Gambetta: une rénovatio
Khalid Akraoui, patron du snack McKhalid
“Il y a une forme de harcèlement. On nous demande des travaux impossibles à réaliser. Je pense que c’est exprès, pour nous faire partir. C’est bien de rénover le quartier. Mais ils font n’importe quoi. Ils veulent casser le commerce. Selon moi, l’objectif, c’est de disperser les Arabes, qu’ils ne restent pas dans le même quartier.”
PHOTO EMIE VILAR
PHOTO EMIE VILAR
Pour Khalid, le vendeur de kebabs et de hamburgers, la Ville veut chasser les Arabes. Cyril Comont, le patron de Tati, y voit l’occasion de gagner une nouvelle clientèle.
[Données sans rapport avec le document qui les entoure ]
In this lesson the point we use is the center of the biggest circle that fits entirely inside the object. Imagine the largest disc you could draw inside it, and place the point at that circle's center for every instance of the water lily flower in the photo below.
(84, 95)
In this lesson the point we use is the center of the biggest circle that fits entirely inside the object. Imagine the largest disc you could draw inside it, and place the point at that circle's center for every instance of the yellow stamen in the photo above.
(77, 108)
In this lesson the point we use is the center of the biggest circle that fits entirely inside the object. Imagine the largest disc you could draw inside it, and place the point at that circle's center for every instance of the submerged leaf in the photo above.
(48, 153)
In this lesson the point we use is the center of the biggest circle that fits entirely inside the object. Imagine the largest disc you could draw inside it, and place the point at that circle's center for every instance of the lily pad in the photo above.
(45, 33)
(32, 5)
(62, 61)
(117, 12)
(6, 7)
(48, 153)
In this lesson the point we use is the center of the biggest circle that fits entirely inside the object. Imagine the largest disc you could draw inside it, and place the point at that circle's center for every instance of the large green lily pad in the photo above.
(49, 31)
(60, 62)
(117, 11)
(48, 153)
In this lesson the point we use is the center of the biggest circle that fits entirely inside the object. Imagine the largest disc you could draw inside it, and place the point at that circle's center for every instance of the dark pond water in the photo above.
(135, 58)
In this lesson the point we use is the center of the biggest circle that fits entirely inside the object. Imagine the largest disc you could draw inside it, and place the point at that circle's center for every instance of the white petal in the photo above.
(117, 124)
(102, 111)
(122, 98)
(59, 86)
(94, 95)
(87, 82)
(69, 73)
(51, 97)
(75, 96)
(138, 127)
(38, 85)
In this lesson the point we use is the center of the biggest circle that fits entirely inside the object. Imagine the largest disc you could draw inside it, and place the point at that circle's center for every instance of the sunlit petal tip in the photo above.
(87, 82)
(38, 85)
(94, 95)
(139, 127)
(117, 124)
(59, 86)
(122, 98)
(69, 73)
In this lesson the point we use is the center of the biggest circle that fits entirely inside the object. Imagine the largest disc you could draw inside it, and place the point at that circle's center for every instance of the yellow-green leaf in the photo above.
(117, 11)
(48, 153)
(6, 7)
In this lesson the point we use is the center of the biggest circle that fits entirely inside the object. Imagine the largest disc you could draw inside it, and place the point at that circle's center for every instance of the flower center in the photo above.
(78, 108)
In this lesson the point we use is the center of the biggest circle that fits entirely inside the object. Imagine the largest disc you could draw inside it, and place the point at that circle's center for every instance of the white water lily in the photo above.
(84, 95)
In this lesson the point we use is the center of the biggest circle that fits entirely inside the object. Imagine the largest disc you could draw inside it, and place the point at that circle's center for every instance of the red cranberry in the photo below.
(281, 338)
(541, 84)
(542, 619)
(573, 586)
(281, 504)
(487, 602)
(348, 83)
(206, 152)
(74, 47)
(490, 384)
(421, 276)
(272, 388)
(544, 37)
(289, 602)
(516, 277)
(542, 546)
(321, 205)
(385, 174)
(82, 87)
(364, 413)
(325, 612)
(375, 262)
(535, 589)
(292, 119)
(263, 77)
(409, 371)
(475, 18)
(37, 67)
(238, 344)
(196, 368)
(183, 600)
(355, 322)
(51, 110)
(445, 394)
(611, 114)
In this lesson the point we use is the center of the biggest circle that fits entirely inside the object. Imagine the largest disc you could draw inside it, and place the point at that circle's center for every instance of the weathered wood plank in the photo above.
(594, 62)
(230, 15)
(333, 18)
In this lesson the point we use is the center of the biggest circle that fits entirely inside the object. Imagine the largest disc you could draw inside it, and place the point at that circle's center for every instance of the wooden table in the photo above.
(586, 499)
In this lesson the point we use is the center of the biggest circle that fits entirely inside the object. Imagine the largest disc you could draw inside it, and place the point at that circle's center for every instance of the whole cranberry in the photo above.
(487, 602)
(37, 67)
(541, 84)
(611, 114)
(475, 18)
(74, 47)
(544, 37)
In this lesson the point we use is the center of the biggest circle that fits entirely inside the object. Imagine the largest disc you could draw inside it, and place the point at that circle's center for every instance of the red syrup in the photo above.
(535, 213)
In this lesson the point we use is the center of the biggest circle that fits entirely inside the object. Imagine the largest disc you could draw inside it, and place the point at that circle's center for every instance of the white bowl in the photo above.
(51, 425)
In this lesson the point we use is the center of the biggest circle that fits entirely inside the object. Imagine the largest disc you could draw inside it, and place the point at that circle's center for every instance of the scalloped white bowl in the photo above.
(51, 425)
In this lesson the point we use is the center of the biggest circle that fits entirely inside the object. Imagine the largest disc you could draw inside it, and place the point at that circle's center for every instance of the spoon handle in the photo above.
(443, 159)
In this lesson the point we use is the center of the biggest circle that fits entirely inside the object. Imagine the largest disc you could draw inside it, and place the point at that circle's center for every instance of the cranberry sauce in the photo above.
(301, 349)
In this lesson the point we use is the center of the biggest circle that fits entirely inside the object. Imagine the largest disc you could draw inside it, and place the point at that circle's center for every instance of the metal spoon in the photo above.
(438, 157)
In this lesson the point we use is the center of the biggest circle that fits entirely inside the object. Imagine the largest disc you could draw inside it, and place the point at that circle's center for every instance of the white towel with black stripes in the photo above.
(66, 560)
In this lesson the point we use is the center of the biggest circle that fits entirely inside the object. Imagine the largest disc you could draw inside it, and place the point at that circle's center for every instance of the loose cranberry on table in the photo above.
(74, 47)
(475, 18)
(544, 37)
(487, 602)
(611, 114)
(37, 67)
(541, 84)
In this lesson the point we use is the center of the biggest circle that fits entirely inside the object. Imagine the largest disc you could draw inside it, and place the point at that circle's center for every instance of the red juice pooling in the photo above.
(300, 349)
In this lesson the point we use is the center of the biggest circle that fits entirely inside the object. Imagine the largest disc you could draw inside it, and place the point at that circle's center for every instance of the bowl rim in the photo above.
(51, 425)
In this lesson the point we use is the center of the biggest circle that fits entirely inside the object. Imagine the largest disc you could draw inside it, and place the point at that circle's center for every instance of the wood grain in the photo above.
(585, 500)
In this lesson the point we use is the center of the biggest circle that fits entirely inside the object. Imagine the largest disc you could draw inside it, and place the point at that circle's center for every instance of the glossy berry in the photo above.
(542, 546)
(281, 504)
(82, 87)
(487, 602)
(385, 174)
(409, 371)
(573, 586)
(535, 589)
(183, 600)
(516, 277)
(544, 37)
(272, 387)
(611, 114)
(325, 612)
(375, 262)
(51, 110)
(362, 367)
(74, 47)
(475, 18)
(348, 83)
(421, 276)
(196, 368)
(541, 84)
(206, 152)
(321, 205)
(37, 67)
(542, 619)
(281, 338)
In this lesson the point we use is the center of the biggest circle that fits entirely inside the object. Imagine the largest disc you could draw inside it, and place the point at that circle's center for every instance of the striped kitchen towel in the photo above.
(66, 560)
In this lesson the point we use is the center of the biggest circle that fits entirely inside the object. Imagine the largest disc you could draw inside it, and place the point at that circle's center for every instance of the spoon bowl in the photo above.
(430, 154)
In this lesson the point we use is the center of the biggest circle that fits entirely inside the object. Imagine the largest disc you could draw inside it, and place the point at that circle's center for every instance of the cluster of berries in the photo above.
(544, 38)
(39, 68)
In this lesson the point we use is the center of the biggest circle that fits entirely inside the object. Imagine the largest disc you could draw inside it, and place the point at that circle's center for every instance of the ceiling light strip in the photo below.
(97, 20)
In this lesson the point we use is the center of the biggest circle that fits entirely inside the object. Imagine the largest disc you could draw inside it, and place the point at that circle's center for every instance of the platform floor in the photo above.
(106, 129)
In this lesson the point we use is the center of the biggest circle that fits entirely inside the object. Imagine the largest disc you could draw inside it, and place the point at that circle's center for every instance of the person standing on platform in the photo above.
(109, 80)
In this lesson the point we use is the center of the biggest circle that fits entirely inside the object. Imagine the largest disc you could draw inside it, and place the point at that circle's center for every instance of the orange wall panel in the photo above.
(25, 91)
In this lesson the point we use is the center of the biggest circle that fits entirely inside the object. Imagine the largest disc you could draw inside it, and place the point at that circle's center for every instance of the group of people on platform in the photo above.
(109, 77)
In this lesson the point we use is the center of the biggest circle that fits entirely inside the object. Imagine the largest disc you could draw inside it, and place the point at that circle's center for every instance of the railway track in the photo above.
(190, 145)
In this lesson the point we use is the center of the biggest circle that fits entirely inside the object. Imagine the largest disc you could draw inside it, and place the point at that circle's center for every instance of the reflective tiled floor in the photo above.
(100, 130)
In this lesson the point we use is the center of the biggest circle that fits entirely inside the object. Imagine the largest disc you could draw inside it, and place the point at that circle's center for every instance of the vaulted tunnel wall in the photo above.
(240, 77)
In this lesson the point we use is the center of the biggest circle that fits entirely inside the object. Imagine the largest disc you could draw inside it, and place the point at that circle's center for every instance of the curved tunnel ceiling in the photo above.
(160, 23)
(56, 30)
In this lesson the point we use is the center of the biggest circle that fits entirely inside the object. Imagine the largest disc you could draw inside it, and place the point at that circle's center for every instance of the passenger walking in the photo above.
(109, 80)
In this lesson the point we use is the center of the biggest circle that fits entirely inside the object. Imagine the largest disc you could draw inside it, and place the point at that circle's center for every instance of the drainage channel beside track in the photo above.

La rénovation du quartier fait balancer les commerçants entre espoir et crainte.
David D’Eramo, cofondateur de l’agence immobilière du Courreau
“La mairie a raison de prendre les choses en mains. Il y avait vraiment des logements insalubres. Beaucoup de bobos veulent acheter ici. Le quartier va se moderniser de plus en plus. Il a tout pour réussir, pour devenir un quartier chic, avec une âme en plus. La Mairie veut créer une mixité commerciale. Moi, j’y crois. Mais si l’on veut trop le changer, il perdra son côté populaire. Il ne faut pas que cela disparaisse. On aime l’âme du quartier. Le jour où il n’y a plus cette mixité, Plan Cabanes est mort.”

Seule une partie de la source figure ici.